As fotos foram tiradas principalmente na zona da Vila do Gerês / Campo do Gerês, com muita pena minha não consegui ir à Portela do Homem nem à mata de Albergaria, as autoridades cortaram a estrada pois estava bastante perigosa.

Vídeo da descida da Pedra Bela para a Vila do Gerês.


Cump


----------



## Brigantia (10 Dez 2008 às 11:16)

Bons registos
Obrigado pela partilha. Foi, de facto, um fim-de-semana em grande no Norte e Centro


----------



## vitamos (10 Dez 2008 às 11:24)

Obrigado *Rui Ferreira*! Esperamos que continues a participar aqui na nossa humilde casa, faça chuva (neve), ou faça sol!

Quanto a próximos fins de semana vai acompanhando as previsões! Quem sabe seja já este fim de semana uma nova oportunidade de voltar a  ver o elemento branco!


----------



## mr. phillip (10 Dez 2008 às 13:43)

Ainda no ano passado, no verão, estive nessa pousada, adorava tê-la visto com neve, bem como as redondezas...
Parabéns pelas fotos...
E em relação às temperaturas por lá, o que é que registaste?


----------



## Rui Ferreira (10 Dez 2008 às 14:09)

mr. phillip disse:


> Ainda no ano passado, no verão, estive nessa pousada, adorava tê-la visto com neve, bem como as redondezas...
> Parabéns pelas fotos...
> E em relação às temperaturas por lá, o que é que registaste?



De facto as redondezas estavam fantásticas, neve na Vila do Gerês não havia, foi lá onde dormi, agora no Campo do Gerês estava tudo branco, até na barragem de Vilarinho das Furnas tinha, a cerca de 580m de altitude.

As temperaturas no dia 29 a 700m ficavam-se pelos 1,5ºC às 5H da tarde. Caía uma neve que não pegava bem, muito embora tb não derretia a que existia na estrada da Vila do Gerês para o Campo do Gerês. 

No dia 29 esteve mais frio, de manhã tentei ir à Portela do Homem mas sem sucesso, estava fechada a estrada logo quando se começava a subir da Vila do Gerês - Portela do Homem. A temperatura era de 1ºC e na vila não nevava. Como estava 1ºC a 400m de altitude fui, ou melhor tentei ir à Pedra Bela cerca de 800m, cheguei aos 700m e já nevava muito, o termometro do carro marcava -0,5ºC , ainda arrisquei subir mais um pouco, mas já se tornava muito perigoso conduzir. Tive de dar a volta na estrada (com muito custo) e descer e fazer novamente a estrada Vila do Gerês - Campo do Gerês. 

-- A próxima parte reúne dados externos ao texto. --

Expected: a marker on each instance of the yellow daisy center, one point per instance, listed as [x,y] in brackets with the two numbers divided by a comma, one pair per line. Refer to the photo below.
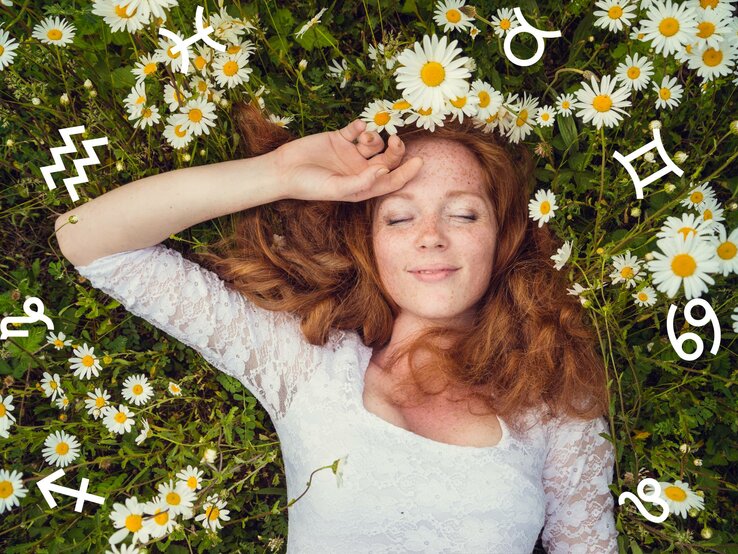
[675,493]
[669,26]
[602,103]
[432,74]
[6,489]
[727,250]
[134,522]
[686,230]
[453,16]
[230,68]
[683,265]
[706,29]
[712,57]
[121,11]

Fui um fim de semana  em cheio com muita adrenalina à mistura (conduzir com neve) provoca um misto de medo e aventura que é muito engraçado quando tudo acaba bem.

Cump


----------



## AnDré (10 Dez 2008 às 19:53)

Rui Ferreira disse:


> Fui um fim de semana  em cheio com muita adrenalina à mistura (conduzir com neve) provoca um misto de medo e aventura que é muito engraçado quando tudo acaba bem.
> 
> Cump



Fantástico!
Tenho vários vídeos dessa mesma estrada mas em Agosto. Apesar da neve reconheço algumas curvas.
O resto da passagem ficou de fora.